Beberapa istilah yang  tersebut di atas adalah istilah yang sering dipakai dalam ilmu-ilmu terkait pelaksanaan ibadah/ syariat. Namun demikian ada satu istilah lain yang tidak kalah pentingnya dan jarang diungkap dalam buku-buku hukum islam (fiqh) yaitu istilah maqbul (diterima). Hal ini menurut hemat penulis perlu disampaikan karena ternyata keabsahan sebuah ibadah tidak menjadi jaminan bahwa ibadah tersebut diterima di sisi Allah SWT (maqbul).
Penerimaan Allah atas ibadah/ pelaksanaan syariat seorang hamba tidak serta merta diukur dari nilai-nilai yang di ijtihad kan oleh pakar hukum fiqh terkait sah maupun batal. Hal ini lebih merujuk dari aspek niat dan bagaimana proses seorang hamba dalam usahanya untuk melaksanakan sebuah ibadah. Seseorang yang beribadah tanpa semata-mata ditujukan kepada Allah, maka ia sebenarnya sedang menduakan Tuhan dalam amalnya, dalam hal ini biasa disebut sebagai kesyirikan kecil. Sebagaimana firmanNya dalam
Contoh lain adalah sebagaimana halnya orang yang ber haji dari hasil korupsi maupun harta menipu. Meskipun ia sudah mendapatkan syarat “mampu” dan kemudian melakukan ibadah haji sesuai dengan ketentuan-ketentuannya (rukun), tetapi sesungguhnya Allah menolak ibadah yang di usahakan dari harta haram. Hal ini sebagaimana dalam firmanNya terkait Qurban dan Shadaqah:
لَنْ يَنَالَ اللَّهَ لُحُومُهَا وَلا دِمَاؤُهَا وَلَكِنْ يَنَالُهُ التَّقْوَى مِنْكُمْ كَذَلِكَ سَخَّرَهَا لَكُمْ لِتُكَبِّرُوا اللَّهَ عَلَى مَا هَدَاكُمْ وَبَشِّرِ الْمُحْسِنِينَ
“ Daging-daging dan darahnya itu sekali-kali tidak dapat mencapai (keridhaan) Allah, tetapi Ketakwaan dari kamulah yang dapat mencapainya. Demikianlah Allah telah menundukkannya untuk kamu supaya kamu mengagungkan Allah terhadap hidayah-Nya kepada kamu. dan berilah kabar gembira kepada orang-orang yang berbuat baik. “ ( Al Hajj : 37 )

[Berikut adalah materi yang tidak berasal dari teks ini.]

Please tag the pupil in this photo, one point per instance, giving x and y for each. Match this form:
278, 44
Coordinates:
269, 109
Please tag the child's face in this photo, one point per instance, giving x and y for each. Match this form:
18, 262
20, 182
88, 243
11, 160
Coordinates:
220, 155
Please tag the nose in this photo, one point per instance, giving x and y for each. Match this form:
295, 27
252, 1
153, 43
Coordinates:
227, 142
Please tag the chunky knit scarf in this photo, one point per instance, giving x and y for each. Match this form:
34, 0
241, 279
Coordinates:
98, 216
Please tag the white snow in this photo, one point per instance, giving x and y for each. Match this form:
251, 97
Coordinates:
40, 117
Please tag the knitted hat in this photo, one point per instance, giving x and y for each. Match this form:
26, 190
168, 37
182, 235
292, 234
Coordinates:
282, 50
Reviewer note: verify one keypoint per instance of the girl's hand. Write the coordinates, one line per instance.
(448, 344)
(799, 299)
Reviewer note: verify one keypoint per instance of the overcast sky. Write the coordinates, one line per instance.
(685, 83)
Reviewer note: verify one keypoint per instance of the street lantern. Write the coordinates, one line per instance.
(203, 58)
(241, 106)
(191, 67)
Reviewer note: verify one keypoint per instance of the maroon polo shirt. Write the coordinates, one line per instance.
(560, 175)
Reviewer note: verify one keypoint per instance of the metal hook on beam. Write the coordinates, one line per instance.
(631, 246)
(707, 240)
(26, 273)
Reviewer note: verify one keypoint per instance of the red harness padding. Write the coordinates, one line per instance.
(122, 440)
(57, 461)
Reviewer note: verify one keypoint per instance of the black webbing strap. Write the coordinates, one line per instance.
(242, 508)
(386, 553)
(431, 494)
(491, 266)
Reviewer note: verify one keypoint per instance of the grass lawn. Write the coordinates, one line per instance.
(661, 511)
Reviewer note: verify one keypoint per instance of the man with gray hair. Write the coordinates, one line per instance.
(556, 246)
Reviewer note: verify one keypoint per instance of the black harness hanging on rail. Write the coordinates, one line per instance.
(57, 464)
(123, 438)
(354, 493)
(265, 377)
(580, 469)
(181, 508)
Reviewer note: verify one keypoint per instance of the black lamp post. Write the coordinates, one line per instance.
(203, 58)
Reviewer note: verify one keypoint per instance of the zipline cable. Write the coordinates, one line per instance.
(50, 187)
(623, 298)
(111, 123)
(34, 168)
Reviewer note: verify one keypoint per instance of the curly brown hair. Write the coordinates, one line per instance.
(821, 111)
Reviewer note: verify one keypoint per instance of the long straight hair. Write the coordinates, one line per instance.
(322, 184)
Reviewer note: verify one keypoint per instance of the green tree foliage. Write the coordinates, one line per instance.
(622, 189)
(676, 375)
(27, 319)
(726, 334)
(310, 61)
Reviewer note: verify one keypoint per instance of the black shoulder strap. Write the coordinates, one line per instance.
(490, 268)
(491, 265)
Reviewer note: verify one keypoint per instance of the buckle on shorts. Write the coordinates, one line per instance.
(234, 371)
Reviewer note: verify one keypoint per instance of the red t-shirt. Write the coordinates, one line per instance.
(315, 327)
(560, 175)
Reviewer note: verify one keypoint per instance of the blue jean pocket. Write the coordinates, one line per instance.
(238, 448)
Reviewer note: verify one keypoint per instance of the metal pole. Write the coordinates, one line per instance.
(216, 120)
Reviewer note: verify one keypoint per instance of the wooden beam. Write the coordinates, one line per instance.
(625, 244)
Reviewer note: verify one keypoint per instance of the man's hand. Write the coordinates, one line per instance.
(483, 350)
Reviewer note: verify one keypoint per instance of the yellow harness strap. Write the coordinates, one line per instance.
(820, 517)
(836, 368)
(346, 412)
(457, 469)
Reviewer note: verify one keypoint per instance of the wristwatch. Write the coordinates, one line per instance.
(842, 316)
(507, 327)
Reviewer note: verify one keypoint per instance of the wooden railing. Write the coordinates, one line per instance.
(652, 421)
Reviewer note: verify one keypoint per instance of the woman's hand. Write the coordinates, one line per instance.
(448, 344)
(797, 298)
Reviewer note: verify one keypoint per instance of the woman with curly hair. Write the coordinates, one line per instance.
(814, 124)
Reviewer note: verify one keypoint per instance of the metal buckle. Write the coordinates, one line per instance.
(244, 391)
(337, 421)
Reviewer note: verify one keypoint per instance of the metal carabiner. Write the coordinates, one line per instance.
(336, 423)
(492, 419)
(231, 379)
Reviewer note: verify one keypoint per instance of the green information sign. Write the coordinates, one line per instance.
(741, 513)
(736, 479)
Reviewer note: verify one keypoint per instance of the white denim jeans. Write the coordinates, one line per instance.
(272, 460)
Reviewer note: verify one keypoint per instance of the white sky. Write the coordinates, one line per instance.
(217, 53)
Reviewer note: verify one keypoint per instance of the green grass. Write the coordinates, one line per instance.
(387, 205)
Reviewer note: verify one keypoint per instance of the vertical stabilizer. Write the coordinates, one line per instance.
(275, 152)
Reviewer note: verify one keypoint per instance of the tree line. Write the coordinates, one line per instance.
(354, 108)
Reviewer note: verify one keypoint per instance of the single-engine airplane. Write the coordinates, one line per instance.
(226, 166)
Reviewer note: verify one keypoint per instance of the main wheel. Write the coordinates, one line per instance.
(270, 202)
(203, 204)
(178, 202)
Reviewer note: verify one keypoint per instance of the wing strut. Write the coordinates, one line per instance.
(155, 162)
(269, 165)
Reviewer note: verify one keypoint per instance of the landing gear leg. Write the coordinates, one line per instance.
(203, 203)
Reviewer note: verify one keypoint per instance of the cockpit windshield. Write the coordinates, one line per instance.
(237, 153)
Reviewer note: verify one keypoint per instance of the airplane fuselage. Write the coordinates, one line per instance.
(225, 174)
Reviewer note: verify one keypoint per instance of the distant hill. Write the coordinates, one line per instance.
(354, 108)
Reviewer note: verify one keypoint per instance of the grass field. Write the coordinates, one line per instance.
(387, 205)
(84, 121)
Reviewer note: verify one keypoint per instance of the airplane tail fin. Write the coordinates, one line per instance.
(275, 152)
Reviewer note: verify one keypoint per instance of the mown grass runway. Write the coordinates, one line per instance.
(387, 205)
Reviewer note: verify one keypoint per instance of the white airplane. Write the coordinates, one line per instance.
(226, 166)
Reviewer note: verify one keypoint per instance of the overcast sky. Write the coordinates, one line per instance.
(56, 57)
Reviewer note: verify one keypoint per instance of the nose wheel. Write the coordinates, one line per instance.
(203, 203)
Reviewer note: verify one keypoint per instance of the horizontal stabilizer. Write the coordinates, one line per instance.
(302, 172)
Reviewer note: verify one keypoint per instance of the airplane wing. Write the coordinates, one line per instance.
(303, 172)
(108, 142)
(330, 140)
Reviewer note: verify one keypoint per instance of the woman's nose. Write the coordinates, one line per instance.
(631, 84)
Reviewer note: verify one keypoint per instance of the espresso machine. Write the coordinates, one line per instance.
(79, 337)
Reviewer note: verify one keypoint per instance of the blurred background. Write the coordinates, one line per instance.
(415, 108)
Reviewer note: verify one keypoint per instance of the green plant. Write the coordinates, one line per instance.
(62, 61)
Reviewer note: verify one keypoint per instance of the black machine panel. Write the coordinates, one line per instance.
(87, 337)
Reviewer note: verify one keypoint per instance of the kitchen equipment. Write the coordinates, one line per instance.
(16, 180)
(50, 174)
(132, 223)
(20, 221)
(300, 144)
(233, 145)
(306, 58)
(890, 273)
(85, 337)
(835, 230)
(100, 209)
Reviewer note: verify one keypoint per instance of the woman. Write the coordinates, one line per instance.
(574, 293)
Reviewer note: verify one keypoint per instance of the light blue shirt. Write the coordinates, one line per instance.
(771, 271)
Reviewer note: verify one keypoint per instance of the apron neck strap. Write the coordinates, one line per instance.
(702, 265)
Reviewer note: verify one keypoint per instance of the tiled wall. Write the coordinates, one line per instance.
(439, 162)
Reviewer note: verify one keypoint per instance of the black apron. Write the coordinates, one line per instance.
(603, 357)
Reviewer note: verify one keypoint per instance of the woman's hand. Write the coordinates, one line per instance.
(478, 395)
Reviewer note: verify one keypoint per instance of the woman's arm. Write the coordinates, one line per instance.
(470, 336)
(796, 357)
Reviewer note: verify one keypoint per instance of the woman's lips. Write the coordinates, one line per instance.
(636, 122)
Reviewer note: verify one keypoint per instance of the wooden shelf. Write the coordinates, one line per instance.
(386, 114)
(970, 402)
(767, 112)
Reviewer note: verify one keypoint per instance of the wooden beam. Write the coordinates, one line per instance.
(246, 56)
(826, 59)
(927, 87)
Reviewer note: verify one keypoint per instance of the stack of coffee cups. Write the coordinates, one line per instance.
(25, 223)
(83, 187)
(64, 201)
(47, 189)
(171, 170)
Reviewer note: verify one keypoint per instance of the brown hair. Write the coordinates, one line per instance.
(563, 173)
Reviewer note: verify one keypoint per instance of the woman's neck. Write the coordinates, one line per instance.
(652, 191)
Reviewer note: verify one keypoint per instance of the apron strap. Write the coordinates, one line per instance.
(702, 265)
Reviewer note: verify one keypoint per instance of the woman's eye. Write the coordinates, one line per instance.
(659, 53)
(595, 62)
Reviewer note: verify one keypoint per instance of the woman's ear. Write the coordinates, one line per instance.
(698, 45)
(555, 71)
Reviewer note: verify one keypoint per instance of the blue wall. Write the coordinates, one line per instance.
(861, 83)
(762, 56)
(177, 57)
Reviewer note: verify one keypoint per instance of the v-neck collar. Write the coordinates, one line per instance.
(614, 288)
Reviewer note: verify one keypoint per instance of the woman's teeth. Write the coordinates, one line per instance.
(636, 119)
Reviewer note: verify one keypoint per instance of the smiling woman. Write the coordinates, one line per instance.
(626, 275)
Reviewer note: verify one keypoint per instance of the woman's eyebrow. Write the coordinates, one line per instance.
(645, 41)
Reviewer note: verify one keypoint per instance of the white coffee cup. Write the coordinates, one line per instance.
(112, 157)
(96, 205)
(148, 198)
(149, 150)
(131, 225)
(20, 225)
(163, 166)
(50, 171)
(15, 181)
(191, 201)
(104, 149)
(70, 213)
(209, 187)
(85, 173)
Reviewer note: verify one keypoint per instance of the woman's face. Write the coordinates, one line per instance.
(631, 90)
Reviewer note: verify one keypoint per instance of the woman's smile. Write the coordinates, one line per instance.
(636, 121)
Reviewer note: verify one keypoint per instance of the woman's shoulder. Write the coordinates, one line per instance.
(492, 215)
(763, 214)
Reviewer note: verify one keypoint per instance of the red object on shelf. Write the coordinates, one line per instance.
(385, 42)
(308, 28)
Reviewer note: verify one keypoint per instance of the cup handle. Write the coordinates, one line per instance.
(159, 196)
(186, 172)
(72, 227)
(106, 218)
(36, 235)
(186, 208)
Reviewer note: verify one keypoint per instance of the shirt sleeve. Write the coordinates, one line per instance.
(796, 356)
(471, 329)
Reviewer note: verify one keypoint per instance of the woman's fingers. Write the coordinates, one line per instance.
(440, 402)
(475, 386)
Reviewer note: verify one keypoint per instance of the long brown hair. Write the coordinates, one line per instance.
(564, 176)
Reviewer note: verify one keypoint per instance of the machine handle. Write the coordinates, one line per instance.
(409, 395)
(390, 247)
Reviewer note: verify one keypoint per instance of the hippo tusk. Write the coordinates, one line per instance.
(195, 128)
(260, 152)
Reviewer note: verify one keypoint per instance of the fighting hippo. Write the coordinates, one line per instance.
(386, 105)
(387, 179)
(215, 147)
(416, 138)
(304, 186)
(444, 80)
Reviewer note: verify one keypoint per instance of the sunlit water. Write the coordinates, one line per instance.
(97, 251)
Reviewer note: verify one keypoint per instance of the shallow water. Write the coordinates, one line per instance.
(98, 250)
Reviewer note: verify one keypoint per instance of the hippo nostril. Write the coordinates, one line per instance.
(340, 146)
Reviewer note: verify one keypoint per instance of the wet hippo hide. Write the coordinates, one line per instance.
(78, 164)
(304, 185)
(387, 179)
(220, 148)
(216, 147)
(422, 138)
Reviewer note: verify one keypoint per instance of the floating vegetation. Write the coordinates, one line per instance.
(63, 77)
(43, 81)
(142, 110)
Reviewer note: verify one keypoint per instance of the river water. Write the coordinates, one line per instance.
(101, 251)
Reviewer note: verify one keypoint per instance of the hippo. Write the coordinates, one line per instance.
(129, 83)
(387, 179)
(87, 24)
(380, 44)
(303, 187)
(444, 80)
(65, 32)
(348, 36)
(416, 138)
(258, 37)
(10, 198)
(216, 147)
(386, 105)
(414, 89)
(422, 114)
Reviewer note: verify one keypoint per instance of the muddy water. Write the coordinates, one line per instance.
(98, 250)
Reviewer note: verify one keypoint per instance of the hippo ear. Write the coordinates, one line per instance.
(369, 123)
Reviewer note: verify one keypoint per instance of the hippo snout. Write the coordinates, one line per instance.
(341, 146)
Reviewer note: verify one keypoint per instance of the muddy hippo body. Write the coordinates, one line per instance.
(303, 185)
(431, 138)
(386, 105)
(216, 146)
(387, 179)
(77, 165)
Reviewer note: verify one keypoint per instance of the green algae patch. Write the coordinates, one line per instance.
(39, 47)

لاَ تُقْبَلُ صَلاَةٌ بِغَيْرِ طُهُورٍ وَلاَ صَدَقَةٌ مِنْ غُلُولٍ
Tidaklah diterima shalat tanpa bersuci, tidak pula sedekah dari ghulul (harta haram)” (HR. Muslim no. 224). Ghulul yang dimaksud di sini adalah harta yang berkaitan dengan hak orang lain seperti harta curian.
Terkecuali daripada itu, orang yang bersedekah dengan harta haram ibarat mencuci baju dengan air yang kotor, sehingga tidaklah baju tersebut menjadi bersih melainkan bertambah kotor. Allah A’lam.